O ano era 1942 e Getúlio Vargas cumpria seu terceiro mandato como presidente da República de nosso país. O Brasil vivia seu período sob a política ditatorial do Estado Novo, implantada um ano antes da eclosão de um dos maiores conflitos armados encenados na História

Por Caroline Svitras | Foto: FEB

Quem nunca ouviu a expressão “a cobra vai fumar”?  O dito popular surgiu no vocabulário do brasileiro durante o conturbado período da Segunda Guerra Mundial. Ela faz referência ao discurso do presidente Getúlio Vargas sobre ser “mais fácil uma cobra fumar do que o Brasil entrar na Guerra”.  Luciano Gomes dos Santos, professor de Antropologia, Filosofia e Ciências Sociais da Faculdade Arnaldo Janssen, comenta que “o governo era contrário à entrada do Brasil na guerra”.

A situação mudou em 1942 quando “os países latinos americanos decidiram condenar os ataques japoneses aos Estados Unidos em 7 de dezembro de 1941”. Dois anos depois, o Brasil enviou suas primeiras tropas para a Itália, a fim de ajudar soldados norte-americanos a liberar territórios ocupados pelo exército alemão. A entrada efetiva de nosso país na Guerra aconteceu quando tropas de Hitler atacaram portos brasileiros no Norte e Nordeste que abrigavam homens do exército estadunidense. “A partir do fato, o Brasil deixou sua neutralidade e proclamou estado de guerra”, conta Santos.

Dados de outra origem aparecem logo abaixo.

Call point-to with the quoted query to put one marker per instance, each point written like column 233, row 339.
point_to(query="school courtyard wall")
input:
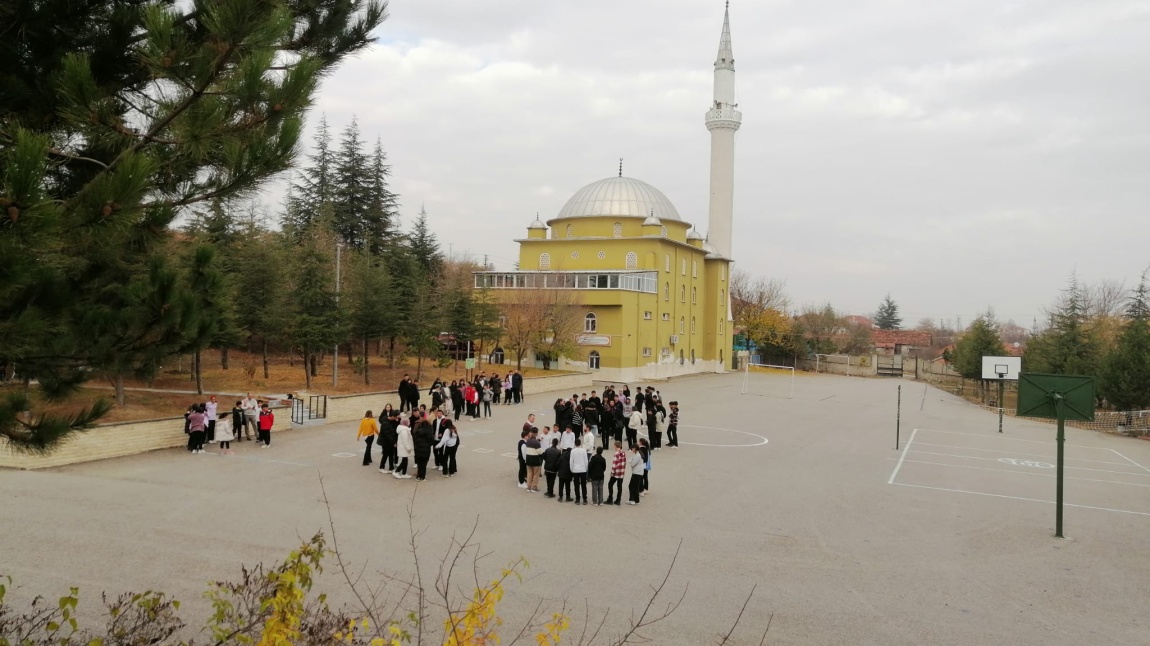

Segundo o professor, houve uma forte campanha de alistamento para que os “25 mil homens da Força Expedicionária Brasileira (FEB), e 42 pilotos e 400 homens de apoio da Força Aérea Brasileira (FAB)” fossem enviados para o campo de batalha. Mulheres também embarcaram para a Europa, representadas por 73 enfermeiras que ofereciam apoio aos militares. Santos alega que metade dos homens enviados “era composta por civis que nunca havia pegado em armas. Houve pouco tempo de preparação do exército brasileiro”.

Apesar da pouca divulgação sobre o fato que temos nos dias de hoje, “o Brasil ajudou os aliados (Estados Unidos, Inglaterra e União Soviética) a libertar a Europa do nazi-facismo”. Santos conta que “esse fato obrigou o governo Getúlio Vargas abrir o sistema político para iniciativas democratizantes”. Por fim, em troca do apoio durante a Guerra, os Estados Unidos “financiariam a construção da hoje chamada Companhia Siderúrgica Nacional”.

No combate faleceram “450 soldados, 13 oficiais e 8 pilotos. Tivemos aproximadamente 12 mil soldados feridos nos combates”.